Pubdate: Thu, 18 Jan 2018
Source: National Post (Canada)
Copyright: 2018 Canwest Publishing Inc.
Contact: http://drugsense.org/url/wEtbT4yU
Website: http://www.nationalpost.com/
Details: http://www.mapinc.org/media/286
Author: Joseph Brean
Page: A3

THE RISE OF VANCOUVER'S DEADLY GANG WAR

Homicide rate rising to levels not seen in years

The Vancouver shooting death of an innocent teenage boy caught in the
crossfire of a drug gang shootout has revived fears of gang war in
British Columbia's Lower Mainland.

"We are targeting gangs as we speak," said Adam Palmer, chief of the
Vancouver Police Department, as he announced the death of two people,
including one of the gunmen, in a wild shootout just after 9 p. m. on
a busy city street last Saturday.

The deaths come as Vancouver's annual homicide rate is rising to
levels not seen in the nearly 10 years since the major gang war that
pitted the Red Scorpions gang, in alliance with the arch-criminal
Bacon brothers, against the established United Nations gang, in a
fight for the drug trade.

As an organized crime conflict that spilled out onto public streets
and threatened the lives of innocent Canadians, that war was rivalled
only by the Montreal biker turf wars of the late 1990s between the
Hells Angels and the Rock Machine, and the more recent conflict
between the Malvern Crew and Galloway Boys in Toronto.

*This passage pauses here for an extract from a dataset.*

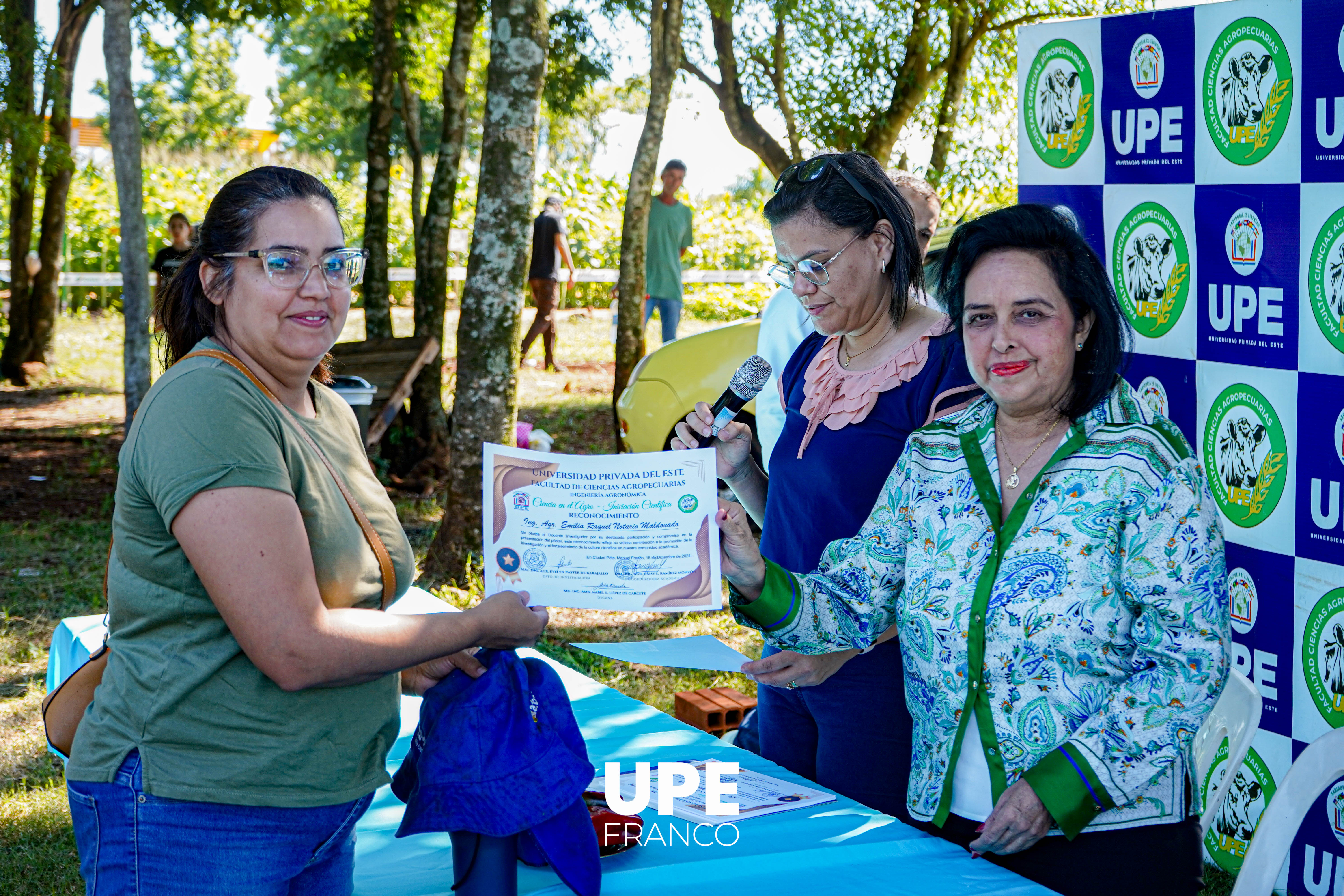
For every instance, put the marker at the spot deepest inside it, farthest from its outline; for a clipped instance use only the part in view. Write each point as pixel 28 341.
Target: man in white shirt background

As ever, the battleground shifts just as much as the players. In
Vancouver, those players include established gangs like the
Independent Soldiers, as well as outlaw motorcycle gangs like the
Hells Angels, and other ethnic based crime syndicates. But they also
increasingly include other actors, sometimes with far greater criminal
scope.

There is, for example, increasingly interplay with Mexican cartels,
some of which have even sent representatives to Canada to monitor
their interests, including money laundering and drugs.

There are also allegiances and feuds with various Alberta
gangs.

It is not clear how the Saturday night shootout might fit into those
broader gangland dynamics, but that is a focus of investigators. The
Vancouver Police Department has put more than 50 officers on the case,
supported by the anti-gang Combined Forces Special Enforcement Unit.

One of the people killed Saturday night was a gangster, Kevin
Whiteside, 23, who was known to police. He participated in the
shootout at a busy intersection, Palmer said, and died after being
shot. The other shooter or shooters managed to escape.

The Vancouver Sun reported Whiteside was under a lifetime firearms ban
with convictions for assault with a weapon, possession of drugs for
the purpose of trafficking, break and enter. It cited sources
identifying him as a "fairly low-level" drug dealer in the notorious
Downtown Eastside.

The other, "a young, innocent, 15-year-old boy from Coquitlam," as
Palmer described him, was identified as Alfred Wong, a member of a
Christian church, and a student at Pinetree Secondary School, who swam
and worked as a lifeguard. A friend remembered him in a web posting as
a "strong, smart, and loyal person."

A third man was also injured and treated at the scene. His face was
grazed by a bullet that left a hole in the headrest of the car in
which he was a passenger. The driver's side rear window also had a
bullet hole through it.

Ralph, as he identified himself to media, said he saw a shooter on one
side of the car, and there were holes in the other, meaning he had
been directly in the crossfire.

Police have recently warned the general public about the danger posed
by specific gang members, often because the members are at constant
risk of assassination in drive-by shootings that can kill bystanders.

In late December, for example, Gavinder Grewal, 30, was killed in a
targeted hit in North Vancouver. He had been facing trial on a
manslaughter charge, due to begin this week.

Months previously, police warned the public about Grewal's brothers,
saying they lived a "criminal lifestyle that includes violence, drugs
and weapons," and they pose a risk of "significant harm" to anyone who
associates with them."

"Our message to gangs, and it's a similar message that we've had in
Vancouver for a long time, is that we go after gangs aggressively in
Vancouver," Palmer said. "That has been our focus for many years. We
are targeting gangs as we speak and there's been several major
projects just in the last couple of months that we've reported to you
where we've arrested gang members with firearms and fentanyl and for
all kinds of violent offences and we're continuing to target gang
members and when they engage in this type of activity in the city
we're going to come after them aggressively."